A thought for friends, lovers, relatives: gently pointing out the obvious to someone who is destroying their life through anorexia can, just sometimes, be the straw that breaks the back of this paralysis that keeps them ill. So can investigating treatment options and presenting them to the person you care about, to save them having to take that frightening step themselves. One truly generous friend called Phoebe did this for me, and by so doing she may have saved my life.
And a thought about one of the many paradoxes involved in anorexia and recovery: consider taking action to engineer spontaneity. While I was ill I had many talks with a friend and former school teacher called Roland about spontaneity. I resisted his notion that it could be orchestrated, but ultimately, as I got better, came to understand what it means to cultivate an openness to what the world might offer, instead of binding oneself tightly in the straitjacket of the infinitely planned. Spontaneous maybe isn’t the best word for this gentler, opener attitude: perhaps instinctive, or impulsive. In any case, letting something of this kind back into life by making space for the unexpected – whether in the form of saying yes to a simple teatime out with other people, or asking a friend to organise a little adventure for you both, or taking a trip to the bookshop to ask one of the staff for a recommendation and trying whatever they suggest – may just help remind you that, even in very little ways, life really can be otherwise.

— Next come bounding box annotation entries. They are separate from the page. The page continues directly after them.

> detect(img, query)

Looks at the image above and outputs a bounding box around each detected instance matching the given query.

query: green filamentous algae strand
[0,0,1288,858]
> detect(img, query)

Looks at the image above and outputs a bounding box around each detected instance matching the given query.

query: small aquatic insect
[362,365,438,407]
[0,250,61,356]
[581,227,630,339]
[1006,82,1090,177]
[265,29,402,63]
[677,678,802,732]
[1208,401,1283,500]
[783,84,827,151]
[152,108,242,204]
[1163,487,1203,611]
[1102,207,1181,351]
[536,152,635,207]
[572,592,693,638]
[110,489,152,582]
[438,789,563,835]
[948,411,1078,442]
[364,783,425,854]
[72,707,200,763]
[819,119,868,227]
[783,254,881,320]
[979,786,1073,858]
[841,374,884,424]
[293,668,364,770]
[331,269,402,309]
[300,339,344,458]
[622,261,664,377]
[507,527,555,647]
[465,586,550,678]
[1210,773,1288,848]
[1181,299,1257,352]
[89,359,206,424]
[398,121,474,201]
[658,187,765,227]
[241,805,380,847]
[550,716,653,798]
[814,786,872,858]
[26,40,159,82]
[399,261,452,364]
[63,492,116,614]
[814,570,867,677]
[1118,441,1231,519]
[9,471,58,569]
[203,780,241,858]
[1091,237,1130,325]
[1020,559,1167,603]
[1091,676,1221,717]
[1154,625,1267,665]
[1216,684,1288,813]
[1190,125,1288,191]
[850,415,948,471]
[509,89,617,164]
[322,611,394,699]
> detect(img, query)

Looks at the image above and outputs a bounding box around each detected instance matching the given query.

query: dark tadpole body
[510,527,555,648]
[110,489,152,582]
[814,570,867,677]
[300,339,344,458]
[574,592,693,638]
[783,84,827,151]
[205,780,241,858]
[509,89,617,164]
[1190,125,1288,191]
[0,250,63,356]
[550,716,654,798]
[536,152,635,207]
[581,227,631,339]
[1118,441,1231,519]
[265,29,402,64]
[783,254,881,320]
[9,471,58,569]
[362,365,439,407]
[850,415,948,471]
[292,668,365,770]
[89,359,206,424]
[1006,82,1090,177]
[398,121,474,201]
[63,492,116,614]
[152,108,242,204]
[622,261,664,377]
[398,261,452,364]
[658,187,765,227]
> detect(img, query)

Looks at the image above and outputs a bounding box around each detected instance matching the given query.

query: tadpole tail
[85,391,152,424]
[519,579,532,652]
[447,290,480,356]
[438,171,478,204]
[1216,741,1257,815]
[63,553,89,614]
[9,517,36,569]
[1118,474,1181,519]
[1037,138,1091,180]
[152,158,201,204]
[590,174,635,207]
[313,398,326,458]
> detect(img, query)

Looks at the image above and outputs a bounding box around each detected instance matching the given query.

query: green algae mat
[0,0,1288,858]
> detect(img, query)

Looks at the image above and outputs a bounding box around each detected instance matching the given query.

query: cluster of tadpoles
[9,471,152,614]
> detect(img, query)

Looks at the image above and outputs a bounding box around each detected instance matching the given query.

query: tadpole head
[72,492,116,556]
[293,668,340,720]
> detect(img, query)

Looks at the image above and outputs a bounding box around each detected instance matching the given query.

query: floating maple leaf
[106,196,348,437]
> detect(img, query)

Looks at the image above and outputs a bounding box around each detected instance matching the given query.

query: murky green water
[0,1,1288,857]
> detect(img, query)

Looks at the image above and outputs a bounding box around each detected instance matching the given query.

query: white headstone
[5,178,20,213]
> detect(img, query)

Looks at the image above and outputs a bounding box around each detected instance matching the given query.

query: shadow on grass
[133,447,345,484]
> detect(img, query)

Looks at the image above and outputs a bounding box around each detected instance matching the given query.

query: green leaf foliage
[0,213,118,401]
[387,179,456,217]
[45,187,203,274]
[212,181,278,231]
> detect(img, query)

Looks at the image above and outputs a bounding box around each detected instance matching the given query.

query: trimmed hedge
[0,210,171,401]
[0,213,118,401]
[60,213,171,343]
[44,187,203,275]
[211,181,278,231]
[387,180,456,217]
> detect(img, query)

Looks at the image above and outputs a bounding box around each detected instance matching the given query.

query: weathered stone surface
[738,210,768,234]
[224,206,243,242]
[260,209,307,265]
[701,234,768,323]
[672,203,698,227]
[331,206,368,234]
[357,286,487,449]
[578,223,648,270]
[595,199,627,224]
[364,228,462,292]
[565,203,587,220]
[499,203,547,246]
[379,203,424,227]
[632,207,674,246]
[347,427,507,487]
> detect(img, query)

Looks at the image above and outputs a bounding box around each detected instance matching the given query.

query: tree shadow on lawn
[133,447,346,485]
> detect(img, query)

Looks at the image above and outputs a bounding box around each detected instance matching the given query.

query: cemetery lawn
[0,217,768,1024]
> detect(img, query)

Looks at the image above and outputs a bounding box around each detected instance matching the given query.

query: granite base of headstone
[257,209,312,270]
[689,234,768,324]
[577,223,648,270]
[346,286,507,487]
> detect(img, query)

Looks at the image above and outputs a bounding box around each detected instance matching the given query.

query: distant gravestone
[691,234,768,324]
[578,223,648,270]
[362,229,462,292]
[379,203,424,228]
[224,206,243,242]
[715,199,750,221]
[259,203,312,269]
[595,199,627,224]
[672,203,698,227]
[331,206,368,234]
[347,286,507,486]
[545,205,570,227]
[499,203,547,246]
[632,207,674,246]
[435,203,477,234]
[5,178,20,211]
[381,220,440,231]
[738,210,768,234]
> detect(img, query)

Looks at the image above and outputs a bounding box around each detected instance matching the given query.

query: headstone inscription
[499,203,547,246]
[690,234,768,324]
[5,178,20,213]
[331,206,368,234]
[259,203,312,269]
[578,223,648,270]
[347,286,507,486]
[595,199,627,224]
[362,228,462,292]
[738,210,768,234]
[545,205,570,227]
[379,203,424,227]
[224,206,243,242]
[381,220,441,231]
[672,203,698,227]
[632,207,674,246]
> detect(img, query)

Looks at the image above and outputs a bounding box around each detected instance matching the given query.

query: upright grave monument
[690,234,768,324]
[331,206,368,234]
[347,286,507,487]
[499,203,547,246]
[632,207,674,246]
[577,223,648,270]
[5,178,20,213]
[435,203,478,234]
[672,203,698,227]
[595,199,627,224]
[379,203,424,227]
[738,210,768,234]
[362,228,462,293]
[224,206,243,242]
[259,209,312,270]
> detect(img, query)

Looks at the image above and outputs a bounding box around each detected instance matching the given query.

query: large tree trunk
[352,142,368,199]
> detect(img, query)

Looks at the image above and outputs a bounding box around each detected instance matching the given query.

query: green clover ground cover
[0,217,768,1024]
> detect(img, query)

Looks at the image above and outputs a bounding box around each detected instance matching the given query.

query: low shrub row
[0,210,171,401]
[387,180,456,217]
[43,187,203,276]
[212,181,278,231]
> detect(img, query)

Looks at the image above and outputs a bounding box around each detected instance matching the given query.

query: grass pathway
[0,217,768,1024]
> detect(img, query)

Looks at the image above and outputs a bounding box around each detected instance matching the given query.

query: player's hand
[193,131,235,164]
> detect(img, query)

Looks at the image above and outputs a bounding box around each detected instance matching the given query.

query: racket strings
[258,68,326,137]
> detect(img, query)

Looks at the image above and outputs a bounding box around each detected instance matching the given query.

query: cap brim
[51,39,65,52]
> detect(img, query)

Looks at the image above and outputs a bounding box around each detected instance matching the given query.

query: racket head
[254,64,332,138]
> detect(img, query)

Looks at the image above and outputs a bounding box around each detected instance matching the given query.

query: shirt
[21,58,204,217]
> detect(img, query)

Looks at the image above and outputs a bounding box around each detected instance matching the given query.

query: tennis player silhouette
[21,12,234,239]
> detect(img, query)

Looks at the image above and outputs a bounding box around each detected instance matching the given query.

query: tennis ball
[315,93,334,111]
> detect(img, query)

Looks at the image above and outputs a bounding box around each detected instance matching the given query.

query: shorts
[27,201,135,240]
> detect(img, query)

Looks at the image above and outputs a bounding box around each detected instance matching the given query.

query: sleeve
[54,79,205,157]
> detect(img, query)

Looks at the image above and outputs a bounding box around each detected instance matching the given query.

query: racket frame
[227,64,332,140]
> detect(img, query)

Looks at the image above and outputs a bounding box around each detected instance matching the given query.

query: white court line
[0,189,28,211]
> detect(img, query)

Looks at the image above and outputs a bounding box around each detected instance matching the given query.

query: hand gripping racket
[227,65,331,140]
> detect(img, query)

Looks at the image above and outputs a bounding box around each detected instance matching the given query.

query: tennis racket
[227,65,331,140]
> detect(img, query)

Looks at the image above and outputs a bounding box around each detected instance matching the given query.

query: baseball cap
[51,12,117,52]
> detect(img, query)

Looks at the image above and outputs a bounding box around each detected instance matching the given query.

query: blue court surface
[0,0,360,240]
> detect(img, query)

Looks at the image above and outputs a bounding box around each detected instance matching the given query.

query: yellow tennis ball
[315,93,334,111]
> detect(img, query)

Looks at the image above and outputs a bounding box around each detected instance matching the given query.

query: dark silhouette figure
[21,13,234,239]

The key is to break out of the paralysis somehow, anyhow. Practising acting – not acting as pretending, but acting as taking action – in almost any of the ways that have got rusty with disuse can help weaken the hold of the cognitive-behavioural patterns of stasis that might otherwise keep you trapped forever. Whether you think you can better manage a spirit of recklessness like the one my mother dreamt of for me, or you’d rather turn your iron will to undereating on its head, and eat more just as implacably as you used to eat less, what matters is that you do something.
And I’ll end with two last images.
One comes from the interminable autobiography of an illness I wrote back in 2004. There I noted in passing that the control exercised in anorexia is ‘an iron grip on thin air’. That image has stayed with me.
The other one takes us back to the beginning. It comes from my mother, in the email I quoted from before. She told me that she wished the paradoxical but sterile lucidity of my latest effort of self-elucidation could just, somehow, ‘lead to the ridiculing laughter, the liberating laughter, of the person who says it’s all rubbish and remembers how to eat what they feel like again’. Recovery frees you to laugh again with deep rich abandonment, but long before that, irreverent laughter itself can free you to recover.